Горский, к коему и обращался тароватый купец, отмолвил с короткою улыбкой:
– Как там булгарин из бесерменской священной книги толковал?
– Ля хавла!
– Во-во. Будь что будет. И я такоже мню.
Горский встал, подошел к тяжелой, обитой медью двери.
– Вались спать, царев купец. А я пойду коней гляну да Занозу. Он ить тоже ровно жеребец стоялый. Как бы не учудил чего…
Вторую неделю уже стояли русичи в караван-сарае Шагид-Уллы. С немалою выгодою сумел свершить за эти дни свои торговые дела разворотливый Вьюн. Удачно сбыв ордынским купцам многоразличные меха, он успел и прикупить по сходной цене отличные булгарские кожи, столь ценимые на Руси.
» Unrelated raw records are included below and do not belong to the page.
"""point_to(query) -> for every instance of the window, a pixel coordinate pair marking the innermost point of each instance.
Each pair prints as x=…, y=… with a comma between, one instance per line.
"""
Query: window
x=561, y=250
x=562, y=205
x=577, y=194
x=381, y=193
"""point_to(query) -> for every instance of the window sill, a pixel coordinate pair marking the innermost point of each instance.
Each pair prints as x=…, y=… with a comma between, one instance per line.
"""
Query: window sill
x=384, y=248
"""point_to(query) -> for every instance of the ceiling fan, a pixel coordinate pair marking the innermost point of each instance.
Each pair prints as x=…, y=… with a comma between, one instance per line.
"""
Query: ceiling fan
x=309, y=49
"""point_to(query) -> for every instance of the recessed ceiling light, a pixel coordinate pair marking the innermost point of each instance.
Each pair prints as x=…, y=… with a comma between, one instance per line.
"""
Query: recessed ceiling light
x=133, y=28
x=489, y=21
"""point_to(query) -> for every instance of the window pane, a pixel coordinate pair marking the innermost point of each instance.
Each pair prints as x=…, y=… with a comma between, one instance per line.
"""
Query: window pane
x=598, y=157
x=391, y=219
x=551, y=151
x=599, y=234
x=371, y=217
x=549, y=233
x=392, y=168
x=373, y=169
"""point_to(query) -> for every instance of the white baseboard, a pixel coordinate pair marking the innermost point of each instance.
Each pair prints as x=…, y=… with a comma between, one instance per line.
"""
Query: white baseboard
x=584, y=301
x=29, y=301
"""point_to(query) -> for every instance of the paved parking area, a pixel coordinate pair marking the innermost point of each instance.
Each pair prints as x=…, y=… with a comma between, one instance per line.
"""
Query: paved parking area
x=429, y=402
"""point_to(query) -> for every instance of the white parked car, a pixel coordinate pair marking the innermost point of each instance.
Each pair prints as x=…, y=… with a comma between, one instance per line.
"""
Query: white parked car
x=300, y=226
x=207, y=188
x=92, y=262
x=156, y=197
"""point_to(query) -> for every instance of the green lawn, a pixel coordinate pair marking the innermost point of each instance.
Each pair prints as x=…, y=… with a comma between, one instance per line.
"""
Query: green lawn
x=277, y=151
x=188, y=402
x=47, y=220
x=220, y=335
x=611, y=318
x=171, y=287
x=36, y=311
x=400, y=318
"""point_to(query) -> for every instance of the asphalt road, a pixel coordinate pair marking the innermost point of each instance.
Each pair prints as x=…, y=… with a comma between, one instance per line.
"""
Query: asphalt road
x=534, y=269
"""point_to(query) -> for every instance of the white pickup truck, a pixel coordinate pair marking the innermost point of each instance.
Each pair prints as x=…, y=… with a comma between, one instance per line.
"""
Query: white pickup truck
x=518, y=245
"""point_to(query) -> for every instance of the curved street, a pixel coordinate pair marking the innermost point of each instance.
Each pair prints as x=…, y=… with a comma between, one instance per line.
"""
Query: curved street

Уступив назойливым уговорам Шагид-Уллы, взял у него московский купчина и полсотни затейливой работы замков. А хозяин караван-сарая, счастливо избавившись от злополучного товара, с главным делом все тянул, на все приступы неугомонного Вьюна отмолвляя одно:
– Аллах ведет свои определения к доброму концу.
А что еще, кроме священных слов корана, и мог предъявить настырному русичу почтенный Шагид-Улла? Не отыскивалась никак надежная сакма-дорога к вожделенному хранилищу воинских припасов. И невдомек было бывшему золотых дел мастеру, что неудачею своею под корень рубит он тайное умышление доверенной сторожи Великого князя Московского. А было решено ею добытое огненное зелье подложить у городовой стены, а ежели приведется, то и у крепостных ворот. А когда подойдут к Булгару московские рати, взорвать бы тот припас не мешкая. Вскорости уж надо ждать вестника от Боброка, а Шагид-Улла главного дела никак не урядит.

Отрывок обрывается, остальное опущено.